Re: FourierTransform and removable singularities

*To*: mathgroup at smc.vnet.net*Subject*: [mg75344] Re: FourierTransform and removable singularities*From*: dimitris <dimmechan at yahoo.com>*Date*: Wed, 25 Apr 2007 05:46:47 -0400 (EDT)*References*: <f0kbmk$qvt$1@smc.vnet.net>

Hi. The only thing that comes in my mind is to replace the Dirac delta generalized function with a delta secuence. So for example, let In[64]:= delta[n_][x_] := n/(Sqrt[Pi]/E^((-n^2)*x^2)) Then In[66]:= FourierTransform[delta[n][t], t, w] Limit[%, n -> Infinity] Out[66]= n/(E^(w^2/(4*n^2))*(Sqrt[n^2]*Sqrt[2*Pi])) Out[67]= 1/Sqrt[2*Pi] which is correct.
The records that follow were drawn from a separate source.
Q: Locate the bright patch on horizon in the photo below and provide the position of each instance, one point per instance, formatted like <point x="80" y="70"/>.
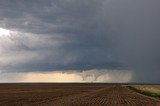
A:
<point x="4" y="32"/>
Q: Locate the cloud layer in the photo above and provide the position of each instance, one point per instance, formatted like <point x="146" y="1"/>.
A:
<point x="81" y="35"/>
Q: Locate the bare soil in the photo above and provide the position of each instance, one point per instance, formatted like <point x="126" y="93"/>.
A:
<point x="72" y="95"/>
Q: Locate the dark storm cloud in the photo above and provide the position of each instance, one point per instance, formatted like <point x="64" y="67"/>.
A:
<point x="82" y="34"/>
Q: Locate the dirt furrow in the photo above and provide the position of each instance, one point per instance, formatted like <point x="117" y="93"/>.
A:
<point x="112" y="96"/>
Also as you stated In[82]:= ({(1/Sqrt[2*Pi])*Integrate[Exp[I*w*t]*#1, {t, -Infinity, Infinity}], FourierTransform[#1, t, w]} & )[DiracDelta[t]] Out[82]= {1/Sqrt[2*Pi], 1/Sqrt[2*Pi]} Now, the example with the removable singularity In[83]:= FourierTransform[delta[n][t]*(Sin[t]/t), t, w] Limit[%, n -> Infinity] Out[83]= (n*((-(1/2))*Sqrt[Pi/2]*Erf[(-1 + w)/(2*Sqrt[n^2])] + (1/2)*Sqrt[Pi/ 2]*Erf[(1 + w)/(2*Sqrt[n^2])]))/Sqrt[Pi] Out[84]= 1/Sqrt[2*Pi] which is the desired (correct) result. On the contrary In[85]:= ({(1/Sqrt[2*Pi])*Integrate[Exp[I*w*t]*#1, {t, -Infinity, Infinity}], FourierTransform[#1, t, w]} & )[(DiracDelta[t]*Sin[t])/t] Out[85]= {0, 0} which is incorect as you have already said. I hope I helped you! Regards Dimitris =CF/=C7 Roman =DD=E3=F1=E1=F8=E5: > It seems to me that Mathematica 5.2 is not careful enough when doing > Fourier transforms of functions with delta functions at removable > singularities: if you call > > FourierTransform[DiracDelta[t], t, w] > > you get the right answer, > > 1/Sqrt[2*Pi] > > But if you call something of the sort of > > FourierTransform[DiracDelta[t]*(Sin[t]/t), t, w] > > which has a removable singularity at the point where the Dirac delta > function acts, the answer is zero, which is wrong. > > Does anyone know how to resolve this by reformulating the problem? (a > workaround) > > Cheers! > Roman.